College of Pharmacy, Keimyung University, Daegu 42601, South Korea.
College of Pharmacy, Yeungnam University, Gyeongsan 38541, Gyeongbuk, South Korea.
Mol Pharm. 2020 Nov 2;17(11):4386-4400. doi: 10.1021/acs.molpharmaceut.0c00856. Epub 2020 Oct 20.
The mechanism of cell death has attracted a great deal of research interest in the design of antitumor therapy in recent days. Several attempts have been carried out in this direction and in our study also, we studied this phenomenon with the design of panitumumab (PmAb)-conjugated and temozolomide (TMZ)-loaded poly(lactic--glycolic acid) nanoparticles (PLGA-NPs), termed PmAb-TMZ-PLGA-NPs. First, PmAb was functionalized on the surface of TMZ-PLGA-NPs using ethyl(dimethylaminopropyl)carbodiimide (EDC)--hydroxysuccinimide (NHS) chemistry. Targeted PLGA-NPs significantly enhanced the cellular uptake of nanoparticles in the U-87 MG cell line as a result of the high epidermal growth factor receptor (EGFR) expression, compared to the LN229 cell line. Our study demonstrated that following the treatment of PmAb-TMZ-PLGA-NPs, a more pronounced anticancer effect was noticed in comparison with free TMZ and TMZ-PLGA-NPs. Further, a more pronounced cytotoxic effect of PmAb-TMZ-PLGA-NPs was observed in the high EGFR-overexpressed glioblastoma multiforme (GBM) model (U-87 MG) cell line compared to the low EGFR GBM model (LN229). Our study demonstrated that the treatment of PmAb-TMZ-PLGA-NPs in GBM tried to adopt the autophagic pathway of the cell survival mechanism with the elevated level of autophagic marker (Beclin-1 and LC3B) at 24 h time point, thereby suppressing the expression of caspase-9 and PARP. However, at the 48 h time point, the elevated expression of caspase-9 and PARP with the downregulation of Beclin-1 and LC3B, following the treatment of PmAb-TMZ-PLGA-NPs in the GBM model, suggested that apoptotic cell death was superior over autophagic cell survival. It was also noteworthy the activation of caspase-9 was correlated with the continuous overproduction of reactive oxygen species up to a 48 h time point after the treatment of PmAb-TMZ-PLGA-NPs. This result sheds light on the biological effect of targeted chemotherapy and illustrates that PmAb-TMZ-PLGA-NPs could be applied for EGFR-overexpressed different cancer models.

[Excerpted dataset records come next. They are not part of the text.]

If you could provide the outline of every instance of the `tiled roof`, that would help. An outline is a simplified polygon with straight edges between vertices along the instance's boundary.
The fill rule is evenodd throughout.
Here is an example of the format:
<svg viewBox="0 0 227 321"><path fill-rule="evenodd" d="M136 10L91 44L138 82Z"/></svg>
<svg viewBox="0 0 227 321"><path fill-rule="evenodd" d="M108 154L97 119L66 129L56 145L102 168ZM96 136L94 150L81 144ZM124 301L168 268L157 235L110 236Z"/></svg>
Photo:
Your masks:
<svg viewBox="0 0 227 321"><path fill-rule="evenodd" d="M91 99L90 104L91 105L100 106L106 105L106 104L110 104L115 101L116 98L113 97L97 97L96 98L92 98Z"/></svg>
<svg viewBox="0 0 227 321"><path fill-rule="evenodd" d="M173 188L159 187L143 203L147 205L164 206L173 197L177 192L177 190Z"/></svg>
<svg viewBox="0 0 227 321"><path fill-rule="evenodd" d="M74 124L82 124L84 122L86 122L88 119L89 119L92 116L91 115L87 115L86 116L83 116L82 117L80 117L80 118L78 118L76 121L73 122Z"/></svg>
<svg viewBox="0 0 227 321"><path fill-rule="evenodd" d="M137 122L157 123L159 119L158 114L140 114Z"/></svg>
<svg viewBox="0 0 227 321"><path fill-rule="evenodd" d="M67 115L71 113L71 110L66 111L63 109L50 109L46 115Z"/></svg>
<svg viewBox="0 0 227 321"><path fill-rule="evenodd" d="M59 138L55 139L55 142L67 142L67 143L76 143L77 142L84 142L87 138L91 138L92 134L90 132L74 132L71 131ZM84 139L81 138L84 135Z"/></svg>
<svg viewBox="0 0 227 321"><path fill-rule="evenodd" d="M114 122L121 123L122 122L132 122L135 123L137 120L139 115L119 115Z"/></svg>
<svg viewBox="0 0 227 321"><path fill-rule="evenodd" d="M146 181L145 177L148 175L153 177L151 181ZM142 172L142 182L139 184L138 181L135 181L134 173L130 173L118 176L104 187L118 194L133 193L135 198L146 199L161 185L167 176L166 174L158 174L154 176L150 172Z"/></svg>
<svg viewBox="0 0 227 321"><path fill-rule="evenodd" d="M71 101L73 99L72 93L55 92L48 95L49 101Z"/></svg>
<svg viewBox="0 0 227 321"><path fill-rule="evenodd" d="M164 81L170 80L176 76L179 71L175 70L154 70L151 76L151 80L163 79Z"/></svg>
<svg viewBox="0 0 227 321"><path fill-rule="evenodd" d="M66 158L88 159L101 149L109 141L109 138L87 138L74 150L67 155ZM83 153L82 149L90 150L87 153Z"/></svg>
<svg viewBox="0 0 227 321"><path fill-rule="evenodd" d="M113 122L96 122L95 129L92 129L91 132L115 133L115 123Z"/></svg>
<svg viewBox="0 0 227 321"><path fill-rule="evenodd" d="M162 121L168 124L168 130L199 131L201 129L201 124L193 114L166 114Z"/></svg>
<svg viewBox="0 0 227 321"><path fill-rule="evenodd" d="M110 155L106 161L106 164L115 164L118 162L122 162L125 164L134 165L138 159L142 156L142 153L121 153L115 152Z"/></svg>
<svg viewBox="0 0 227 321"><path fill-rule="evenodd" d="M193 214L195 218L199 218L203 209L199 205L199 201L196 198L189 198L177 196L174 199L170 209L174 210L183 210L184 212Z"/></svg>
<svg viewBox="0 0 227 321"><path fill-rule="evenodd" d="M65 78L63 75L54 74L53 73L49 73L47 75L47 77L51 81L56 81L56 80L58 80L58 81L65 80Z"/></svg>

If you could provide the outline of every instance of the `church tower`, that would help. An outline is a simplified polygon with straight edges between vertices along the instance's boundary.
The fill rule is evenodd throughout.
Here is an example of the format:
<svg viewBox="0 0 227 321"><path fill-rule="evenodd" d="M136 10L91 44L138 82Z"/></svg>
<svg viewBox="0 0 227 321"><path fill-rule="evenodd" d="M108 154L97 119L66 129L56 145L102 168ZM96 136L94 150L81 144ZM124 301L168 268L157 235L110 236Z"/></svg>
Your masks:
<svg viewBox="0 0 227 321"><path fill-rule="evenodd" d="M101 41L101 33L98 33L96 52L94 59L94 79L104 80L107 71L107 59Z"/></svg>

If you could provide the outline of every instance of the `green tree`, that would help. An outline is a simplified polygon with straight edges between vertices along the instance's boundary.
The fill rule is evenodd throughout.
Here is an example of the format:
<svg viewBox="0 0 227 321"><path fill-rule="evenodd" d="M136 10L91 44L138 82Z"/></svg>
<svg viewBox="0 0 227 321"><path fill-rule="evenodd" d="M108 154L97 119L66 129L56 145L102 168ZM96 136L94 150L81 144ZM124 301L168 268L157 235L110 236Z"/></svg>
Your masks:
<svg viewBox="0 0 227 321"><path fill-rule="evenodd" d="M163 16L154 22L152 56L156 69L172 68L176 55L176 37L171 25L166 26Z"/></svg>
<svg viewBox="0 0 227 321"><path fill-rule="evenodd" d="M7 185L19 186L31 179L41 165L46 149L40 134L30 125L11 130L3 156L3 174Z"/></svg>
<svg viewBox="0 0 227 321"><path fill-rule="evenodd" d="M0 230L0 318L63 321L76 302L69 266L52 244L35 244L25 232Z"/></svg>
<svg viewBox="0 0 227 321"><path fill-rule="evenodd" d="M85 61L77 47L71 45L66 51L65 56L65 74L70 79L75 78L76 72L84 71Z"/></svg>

细胞死亡的机制在抗肿瘤治疗的设计中引起了广泛的研究兴趣。在这方面已经进行了一些尝试,在我们的研究中,我们还研究了这种现象,设计了帕尼单抗(PmAb)偶联和替莫唑胺(TMZ)负载的聚乳酸-羟基乙酸共聚物纳米粒子(PLGA-NPs),称为 PmAb-TMZ-PLGA-NPs。首先,通过使用 1-乙基-3-(3-二甲氨基丙基)碳二亚胺(EDC)-N-羟基琥珀酰亚胺(NHS)化学,将 PmAb 功能化到 TMZ-PLGA-NPs 表面。与 LN229 细胞系相比,由于高表皮生长因子受体(EGFR)表达,靶向 PLGA-NPs 显著增强了 U-87 MG 细胞系中纳米颗粒的细胞摄取。我们的研究表明,与游离 TMZ 和 TMZ-PLGA-NPs 相比,在用 PmAb-TMZ-PLGA-NPs 处理后,观察到更明显的抗癌作用。此外,与低 EGFR 胶质母细胞瘤模型(LN229)相比,在高 EGFR 过表达的多形性胶质母细胞瘤(GBM)模型(U-87 MG)细胞系中观察到 PmAb-TMZ-PLGA-NPs 的更明显的细胞毒性作用。我们的研究表明,在 GBM 中用 PmAb-TMZ-PLGA-NPs 治疗试图通过自噬途径来适应细胞生存机制,在 24 小时时间点上调自噬标记物(Beclin-1 和 LC3B),从而抑制半胱天冬酶-9 和 PARP 的表达。然而,在 48 小时时间点,在用 PmAb-TMZ-PLGA-NPs 处理 GBM 模型后,半胱天冬酶-9 和 PARP 的表达升高,Beclin-1 和 LC3B 的表达下调,表明细胞凋亡死亡优于自噬细胞存活。值得注意的是,在用 PmAb-TMZ-PLGA-NPs 处理后,直到 48 小时时间点,半胱天冬酶-9 的激活与活性氧的持续过度产生相关。这一结果揭示了靶向化疗的生物学效应,并表明 PmAb-TMZ-PLGA-NPs 可应用于 EGFR 过表达的不同癌症模型。